Analog KANs will not replace GPUs. Nobody serious is claiming they will; these chips process small models at the edge, not foundation models in data centers. But if you design battery-powered devices that need local inference, from hearing aids and continuous health monitors to environmental sensors, agricultural drones, and implantable neurostimulators, the design space just expanded by two orders of magnitude. Track the TetraMem MLX200 evaluation boards when they ship later this year; if the sampling results hold, a sub-$5 analog KAN die could displace a $50 edge accelerator module for always-on inference tasks.
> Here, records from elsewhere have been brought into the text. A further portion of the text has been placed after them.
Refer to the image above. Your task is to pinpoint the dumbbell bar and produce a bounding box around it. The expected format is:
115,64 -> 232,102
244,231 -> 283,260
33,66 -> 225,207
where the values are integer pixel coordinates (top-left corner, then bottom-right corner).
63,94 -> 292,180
If you work in semiconductor IP, watch the Twente "in materia" approach, where the silicon's own physics implements the activation function without explicit circuit design; it points toward a future where you characterize whatever nonlinearity your substrate gives you and train the network to exploit it, instead of fighting it with precision ADCs. And if you are benchmarking KANs against MLPs on FLOPs alone, the hardware story says you are measuring the wrong axis entirely: the comparison that matters is energy per correct inference on real silicon, and on that metric, KANs are already winning by nearly two orders of magnitude.